Enquanto acompanhavam o carro de som, as manifestantes cantaram uma paródia da música “Eu quero é botar meu bloco na rua”, composição do cantor Sérgio Sampaio. Na versão adaptada pelas participantes, os versos pediam o direito das mulheres de caminhar e viver sem medo nas ruas e dentro de suas próprias casas.
À frente da marcha, um grupo de artistas que utilizava pernas de pau conduzia uma faixa com a frase “Juntas somos gigantes”. Em determinado momento da manifestação, as artistas realizaram uma performance simbólica. Elas se deitaram no chão com os olhos fechados para representar as mulheres vítimas de feminicídio e de outras formas de violência de gênero.

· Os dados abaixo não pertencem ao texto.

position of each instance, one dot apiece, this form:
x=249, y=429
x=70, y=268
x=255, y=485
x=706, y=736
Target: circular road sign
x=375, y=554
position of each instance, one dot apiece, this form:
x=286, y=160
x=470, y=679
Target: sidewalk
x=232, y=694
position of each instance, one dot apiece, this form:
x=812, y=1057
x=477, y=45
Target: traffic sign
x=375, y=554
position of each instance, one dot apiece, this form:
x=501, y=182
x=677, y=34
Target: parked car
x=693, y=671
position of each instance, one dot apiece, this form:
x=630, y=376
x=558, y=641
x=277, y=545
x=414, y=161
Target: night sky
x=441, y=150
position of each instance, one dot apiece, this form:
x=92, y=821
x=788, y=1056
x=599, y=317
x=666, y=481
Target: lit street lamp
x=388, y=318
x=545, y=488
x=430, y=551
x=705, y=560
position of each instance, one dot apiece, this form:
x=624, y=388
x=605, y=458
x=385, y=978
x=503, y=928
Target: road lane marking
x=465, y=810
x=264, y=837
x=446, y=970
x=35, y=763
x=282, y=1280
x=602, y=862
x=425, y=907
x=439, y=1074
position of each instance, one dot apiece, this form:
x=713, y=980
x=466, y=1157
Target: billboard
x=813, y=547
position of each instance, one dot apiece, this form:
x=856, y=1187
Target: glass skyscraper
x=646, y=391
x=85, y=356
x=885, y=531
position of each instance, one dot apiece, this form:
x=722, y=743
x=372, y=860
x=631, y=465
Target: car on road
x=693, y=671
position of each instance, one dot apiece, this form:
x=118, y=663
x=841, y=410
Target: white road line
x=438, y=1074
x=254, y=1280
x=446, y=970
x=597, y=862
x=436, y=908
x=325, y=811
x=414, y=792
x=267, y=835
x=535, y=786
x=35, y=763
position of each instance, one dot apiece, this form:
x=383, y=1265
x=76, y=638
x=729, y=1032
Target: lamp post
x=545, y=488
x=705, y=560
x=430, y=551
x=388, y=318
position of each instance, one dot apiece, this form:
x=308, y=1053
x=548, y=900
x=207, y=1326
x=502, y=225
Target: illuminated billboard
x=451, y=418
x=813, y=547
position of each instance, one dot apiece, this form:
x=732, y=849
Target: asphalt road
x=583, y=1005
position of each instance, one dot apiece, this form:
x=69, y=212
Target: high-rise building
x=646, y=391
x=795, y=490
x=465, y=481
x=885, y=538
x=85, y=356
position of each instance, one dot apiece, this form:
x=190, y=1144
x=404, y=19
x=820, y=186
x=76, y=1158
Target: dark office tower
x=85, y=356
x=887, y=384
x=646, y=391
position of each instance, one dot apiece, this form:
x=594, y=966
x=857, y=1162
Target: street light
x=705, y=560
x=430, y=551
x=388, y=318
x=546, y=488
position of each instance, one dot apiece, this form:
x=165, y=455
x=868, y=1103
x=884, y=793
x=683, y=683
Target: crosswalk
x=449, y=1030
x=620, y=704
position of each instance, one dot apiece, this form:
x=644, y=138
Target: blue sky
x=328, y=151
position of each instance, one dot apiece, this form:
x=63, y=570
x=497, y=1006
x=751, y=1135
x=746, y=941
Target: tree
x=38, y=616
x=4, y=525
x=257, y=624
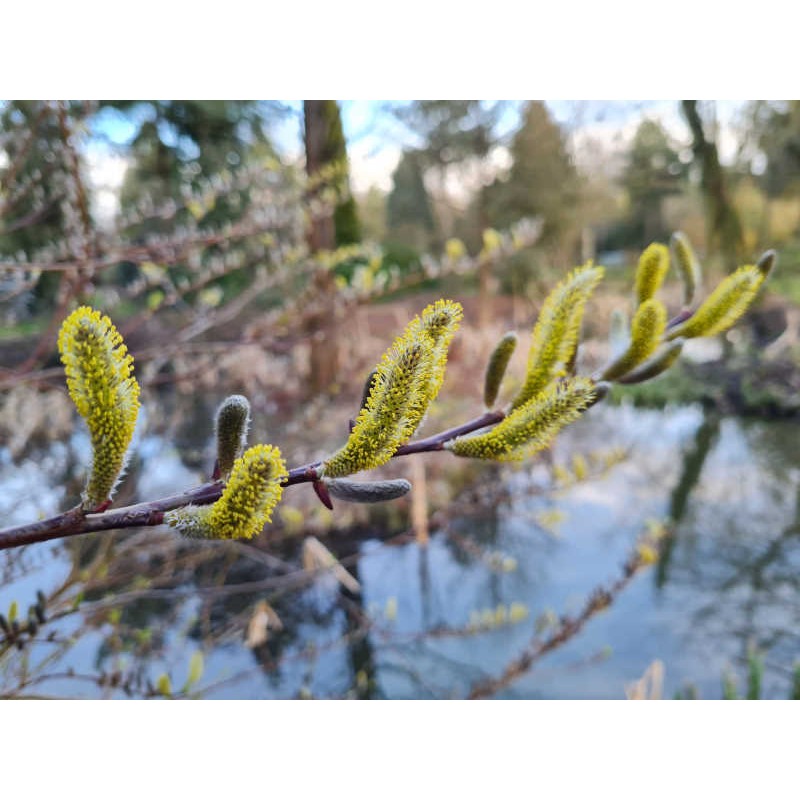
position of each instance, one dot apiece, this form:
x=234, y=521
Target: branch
x=643, y=555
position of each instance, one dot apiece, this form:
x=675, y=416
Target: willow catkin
x=497, y=366
x=367, y=491
x=407, y=380
x=231, y=424
x=532, y=426
x=663, y=359
x=651, y=271
x=724, y=306
x=687, y=264
x=253, y=490
x=557, y=329
x=101, y=384
x=647, y=329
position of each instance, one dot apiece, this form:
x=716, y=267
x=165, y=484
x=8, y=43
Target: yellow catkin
x=652, y=269
x=647, y=329
x=555, y=336
x=406, y=380
x=102, y=386
x=232, y=422
x=724, y=306
x=245, y=507
x=496, y=368
x=687, y=264
x=531, y=427
x=663, y=359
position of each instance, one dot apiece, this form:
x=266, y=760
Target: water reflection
x=431, y=621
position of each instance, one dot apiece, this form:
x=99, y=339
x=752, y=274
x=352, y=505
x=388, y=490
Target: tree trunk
x=723, y=221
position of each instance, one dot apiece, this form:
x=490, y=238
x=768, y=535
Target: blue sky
x=376, y=139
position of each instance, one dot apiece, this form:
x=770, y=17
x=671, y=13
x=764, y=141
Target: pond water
x=140, y=604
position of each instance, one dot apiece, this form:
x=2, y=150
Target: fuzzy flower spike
x=101, y=384
x=405, y=383
x=245, y=507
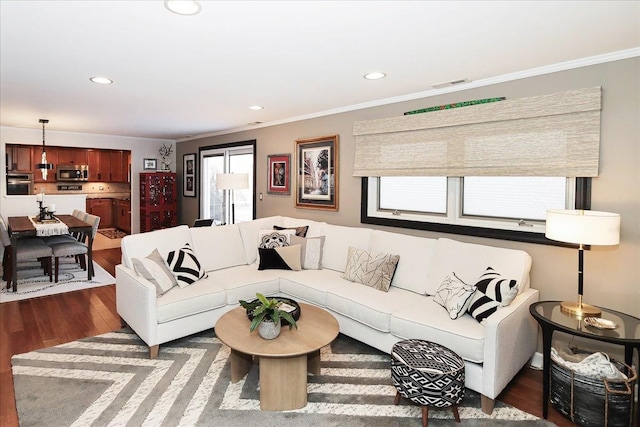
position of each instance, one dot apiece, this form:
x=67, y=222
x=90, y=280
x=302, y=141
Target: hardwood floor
x=47, y=321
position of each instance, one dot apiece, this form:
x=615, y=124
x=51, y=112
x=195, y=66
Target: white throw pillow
x=374, y=270
x=154, y=269
x=312, y=249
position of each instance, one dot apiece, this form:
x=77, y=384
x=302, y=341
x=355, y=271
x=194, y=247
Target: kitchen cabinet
x=108, y=165
x=19, y=158
x=52, y=157
x=103, y=209
x=122, y=214
x=158, y=200
x=71, y=156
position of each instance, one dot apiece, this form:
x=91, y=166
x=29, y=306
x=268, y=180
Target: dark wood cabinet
x=103, y=209
x=19, y=158
x=52, y=157
x=71, y=156
x=158, y=200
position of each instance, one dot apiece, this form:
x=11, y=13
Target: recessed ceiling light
x=101, y=80
x=183, y=7
x=375, y=75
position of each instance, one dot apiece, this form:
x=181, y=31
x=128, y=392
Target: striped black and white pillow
x=185, y=266
x=492, y=291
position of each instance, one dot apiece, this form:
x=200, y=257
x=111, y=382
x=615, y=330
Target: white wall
x=141, y=148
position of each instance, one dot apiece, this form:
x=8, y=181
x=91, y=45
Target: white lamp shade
x=232, y=181
x=583, y=227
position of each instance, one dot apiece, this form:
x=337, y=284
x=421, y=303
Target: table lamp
x=582, y=227
x=232, y=181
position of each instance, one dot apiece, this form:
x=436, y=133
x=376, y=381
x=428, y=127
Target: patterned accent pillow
x=154, y=269
x=311, y=251
x=454, y=295
x=300, y=231
x=269, y=239
x=374, y=270
x=185, y=266
x=282, y=258
x=497, y=287
x=492, y=292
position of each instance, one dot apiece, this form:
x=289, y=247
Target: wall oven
x=19, y=183
x=72, y=173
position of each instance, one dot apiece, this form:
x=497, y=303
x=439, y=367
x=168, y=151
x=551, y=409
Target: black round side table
x=550, y=317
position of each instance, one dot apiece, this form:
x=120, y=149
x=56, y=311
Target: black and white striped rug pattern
x=109, y=380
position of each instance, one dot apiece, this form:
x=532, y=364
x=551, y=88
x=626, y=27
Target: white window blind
x=548, y=135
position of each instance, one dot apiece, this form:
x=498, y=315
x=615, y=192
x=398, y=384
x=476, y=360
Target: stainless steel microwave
x=72, y=173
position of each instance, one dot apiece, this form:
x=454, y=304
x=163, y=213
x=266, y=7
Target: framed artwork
x=279, y=174
x=317, y=173
x=189, y=175
x=150, y=164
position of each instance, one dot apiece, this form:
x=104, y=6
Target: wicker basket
x=591, y=401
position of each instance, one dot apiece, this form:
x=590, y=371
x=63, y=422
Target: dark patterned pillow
x=492, y=292
x=300, y=231
x=497, y=287
x=280, y=258
x=185, y=266
x=454, y=295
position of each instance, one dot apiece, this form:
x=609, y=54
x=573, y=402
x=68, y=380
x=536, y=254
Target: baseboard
x=536, y=361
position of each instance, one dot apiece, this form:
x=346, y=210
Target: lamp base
x=579, y=309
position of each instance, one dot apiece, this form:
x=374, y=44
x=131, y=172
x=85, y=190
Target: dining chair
x=27, y=249
x=76, y=248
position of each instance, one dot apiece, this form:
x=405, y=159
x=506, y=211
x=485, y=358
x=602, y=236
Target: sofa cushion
x=366, y=305
x=249, y=232
x=154, y=269
x=204, y=295
x=185, y=266
x=218, y=247
x=338, y=240
x=244, y=281
x=454, y=295
x=413, y=268
x=280, y=258
x=301, y=231
x=374, y=270
x=315, y=228
x=469, y=261
x=310, y=285
x=311, y=249
x=422, y=318
x=142, y=244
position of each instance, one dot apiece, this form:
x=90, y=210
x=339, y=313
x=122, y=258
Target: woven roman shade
x=548, y=135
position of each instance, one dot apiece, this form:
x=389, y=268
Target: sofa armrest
x=511, y=338
x=136, y=304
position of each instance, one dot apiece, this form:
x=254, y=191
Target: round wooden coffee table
x=284, y=361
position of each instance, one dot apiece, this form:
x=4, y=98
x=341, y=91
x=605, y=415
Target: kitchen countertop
x=117, y=196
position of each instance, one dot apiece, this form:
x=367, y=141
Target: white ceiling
x=192, y=75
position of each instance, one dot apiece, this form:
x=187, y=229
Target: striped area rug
x=109, y=380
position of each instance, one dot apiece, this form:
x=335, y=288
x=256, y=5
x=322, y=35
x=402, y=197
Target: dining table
x=24, y=226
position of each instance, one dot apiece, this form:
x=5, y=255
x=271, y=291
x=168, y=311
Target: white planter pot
x=269, y=330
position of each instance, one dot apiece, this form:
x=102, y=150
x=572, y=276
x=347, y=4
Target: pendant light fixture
x=44, y=166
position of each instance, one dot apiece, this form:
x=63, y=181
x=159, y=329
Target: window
x=217, y=204
x=512, y=208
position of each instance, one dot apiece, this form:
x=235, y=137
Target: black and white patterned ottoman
x=428, y=374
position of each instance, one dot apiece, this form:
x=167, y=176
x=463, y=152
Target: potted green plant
x=267, y=316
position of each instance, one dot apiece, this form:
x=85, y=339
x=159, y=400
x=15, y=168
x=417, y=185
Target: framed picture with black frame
x=189, y=175
x=279, y=174
x=317, y=173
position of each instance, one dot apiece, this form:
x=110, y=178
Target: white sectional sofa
x=494, y=350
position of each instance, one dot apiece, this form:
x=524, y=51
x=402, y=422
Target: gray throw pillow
x=374, y=270
x=154, y=269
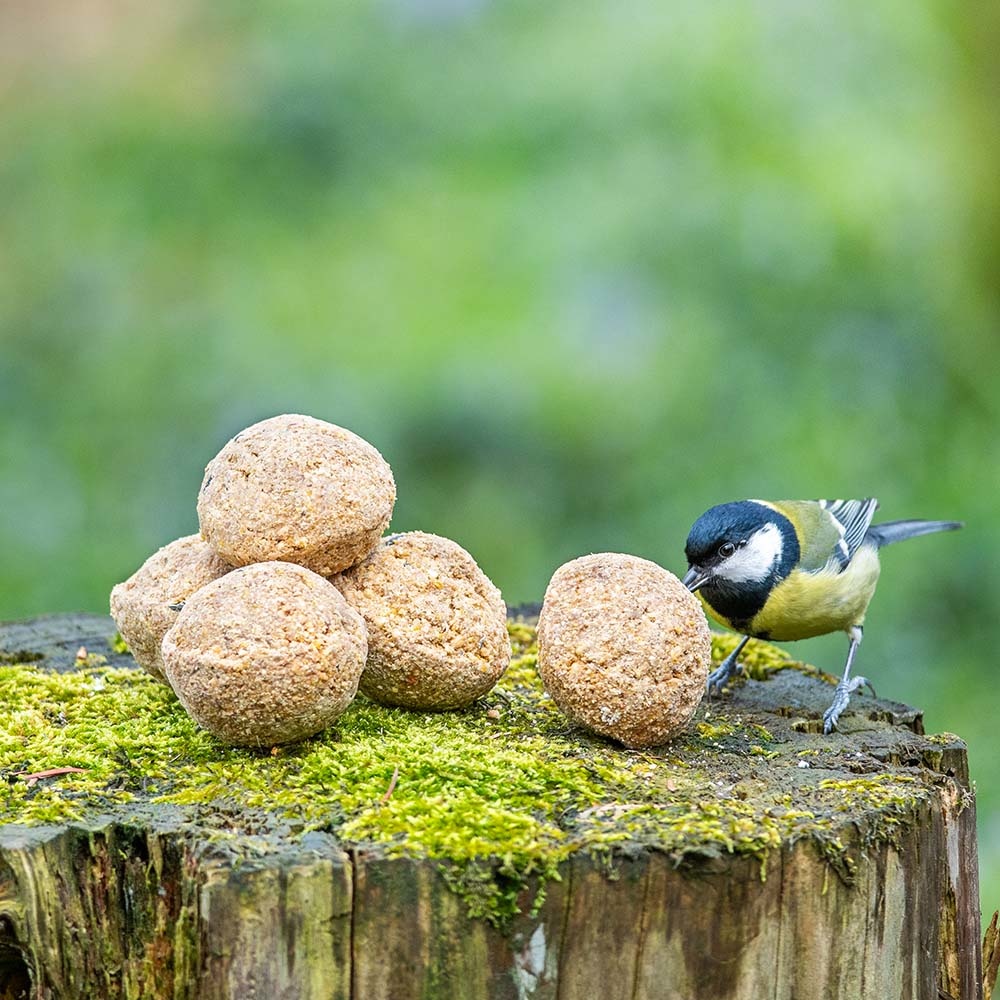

Em seguida, levantaram-se e formaram um círculo enquanto gritavam palavras de ordem como “Todas vivas”, reforçando o apelo por políticas de proteção e pelo fim da violência contra mulheres.
A manifestação reuniu mulheres de diferentes gerações. Rachel Brabbins participou da marcha acompanhada da filha Amara, de 7 anos. A menina carregava um cartaz com a frase “Lute como uma menina”.
Segundo Rachel, a presença da filha no ato tem um significado importante para a formação da criança. Ela afirmou que é fundamental que meninas cresçam conscientes de seus direitos e entendam que têm voz na sociedade.
Entre as participantes também estava Silvia de Mendonça, militante feminista desde a década de 1980. Ela compareceu ao protesto vestindo uma bandeira com o rosto da vereadora Marielle Franco, assassinada em março de 2018 no Rio de Janeiro.
Para Silvia, a morte de Marielle representa um símbolo da violência que muitas mulheres enfrentam no país. Ela afirmou que o assassinato da vereadora buscou silenciar sua atuação política, mas acabou transformando sua imagem em um símbolo de resistência.
A marcha também contou com a presença de homens que apoiam o movimento. Um deles foi Thiago da Fonseca Martins, que participou do protesto acompanhado do filho Miguel, de 9 anos.
Segundo ele, os homens precisam participar ativamente do combate à violência contra mulheres e também contribuir para a construção de relações mais igualitárias dentro das famílias e da sociedade.
Thiago afirmou que a sociedade brasileira ainda carrega fortes traços de machismo e que muitas pessoas foram educadas dentro dessa cultura. Para ele, reconhecer esse problema é um passo importante para promover mudanças.
Rita de Cássia Silva, outra participante do ato, destacou que a educação é uma ferramenta essencial para combater a violência de gênero. Segundo ela, a cultura misógina se perpetua ao longo de gerações quando comportamentos violentos são tratados como algo normal dentro das famílias.
Na avaliação de Rita, iniciativas educativas que envolvam escolas, famílias e políticas públicas são fundamentais para mudar esse cenário. Ela defendeu que programas voltados à igualdade de gênero devem começar desde a infância para que novas gerações cresçam com valores mais igualitários.
As organizadoras da marcha afirmaram que mobilizações como a realizada em Copacabana são importantes para manter o tema da violência contra mulheres no centro do debate público e pressionar autoridades a ampliar políticas de prevenção e proteção.